# Legitimize probabilties:

The probabilities we're currently using right now (particularly in the zoomed-in 1000x1000 analysis) are a mess: they are normalized within the 1000x1000 window rather than over the entire corpus; I don't know what the marginal distribution really should be; etc. In this notebook I'll write down some conventions to use in the future.

w.r.t. individual lexical probability we have two choices:
1. `p(a) = {#(a) / |A|}` ... meaning, we normalize adj. freq by size of the adjective class
2. `p(a) = {#(a) / |corpus|}` ... meaning, we normalize by the total size of the corpus (# tokens)
3. `p(a) = {#(a) / (|A|+|N|)}` ... meaning, we normaize by the shared total size of Adj and Nouns.

with [2] and [3], `p(a)` and `p(n)` would share a common denominator, and be comparable (this is a plus!)

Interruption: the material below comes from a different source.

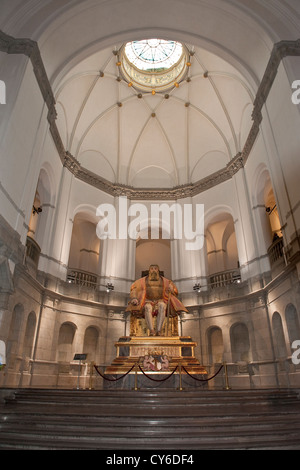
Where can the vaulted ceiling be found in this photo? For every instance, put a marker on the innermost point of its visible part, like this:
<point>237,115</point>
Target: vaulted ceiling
<point>163,140</point>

w.r.t joint probability, we have co-occurrence data $f_{ij} = \#(a_i n_j)$.
$$p(a_i n_j) = \frac{ \#(a_i n_j) }{
    \sum_{j=1}^{|N|} \sum_{i=1}^{|A|} \#(a_i n_j)
}$$

what is this the probability of? this is the probability of encountering Adj-N pair $a_in_j$ 
among all possible Adj-N pairs.
an alternative way to normalize this would have been to consider all two-item pairs of any UPOS, but that's
equivalent to the decision to be made between [2] and [3] above.



it is also true that
$$
p(a_in_j) \;\; \propto \;\; \#(a_in_j)
$$
because the denominator is common for each pair. so normalizing within our subset of interest was fine.

Let 
$T = \sum_{j=1}^{|N|} \sum_{i=1}^{|A|} \#(a_i n_j)$,
and
$T' = \sum_{j=1}^{1000} \sum_{i=1}^{1000} \#(a_i n_j)$

then 
$$
p(a_i n_j) =  \frac{\#(a_i n_j)}{T'} \cdot \frac{T'}{T} = p'(a_in_j) \frac{T'}{T}
$$

however: how does this change conditional probabilities?

$$
p(n_j | a_i) = \frac{
    \#(a_i n_j)
}{
    \sum_{j'=1}^{|N|} \#(a_in_{j'})
}
=
\frac{p(a_in_j)}{p(a_i)} = \frac{p'(a_in_j)}{p(a_i)}\frac{T'}{T} \; \propto \; \frac{p'(a_in_j)}{p(a_i)}
$$

## Now we'll load co-occurrence data

In [58]:
import pandas as pd
from composlang.utils import minmax
import numpy as np
from tqdm.auto import tqdm
from matplotlib import pyplot as plt
from scipy.special import logsumexp
import typing

In [4]:
adj_freq = pd.read_pickle(".//adj_freqs.pkl")
noun_freq = pd.read_pickle(".//noun_freqs.pkl")
pair_freq = pd.read_pickle(".//pair_freq.pkl")
freqs = dict(adj_freq=adj_freq, noun_freq=noun_freq, pair_freq=pair_freq)

In [7]:
A = sum(adj_freq.values())
N = sum(noun_freq.values())
print(f"{A = :,}    {N = :,}")

A = 34,994,090    N = 104,576,156


In [8]:
AN = sum(pair_freq.values())
print(f"{AN = :,}")

AN = 25,178,311


In [19]:
adj_p = {k: np.log(v / (A)) for k, v in adj_freq.items()}
noun_p = {k: np.log(v / (N)) for k, v in noun_freq.items()}
pair_p = {k: np.log(v / (AN)) for k, v in pair_freq.items()}

Now that these are all probability distributions, normalized over sensible normalizing factors, 
we can verify some of their properties.

They should all individually add up to 1.

In [20]:
sum(map(np.exp, adj_p.values())), sum(map(np.exp, noun_p.values())), sum(
    map(np.exp, pair_p.values())
)

(1.0000000000032314, 0.9999999999912396, 1.0000000001624214)

In [22]:
pd.to_pickle(adj_p, "./adj_p.pkl")
pd.to_pickle(noun_p, "./noun_p.pkl")
pd.to_pickle(pair_p, "./pair_p.pkl")

## Corpus-based conditionals 
Now within the subset $A_{<1000}, N_{<1000}$ we want to approximate (estimating these for the full joint distribution will take too long)
First, create a joint distribution matrix to make conditional normalizing operations easier.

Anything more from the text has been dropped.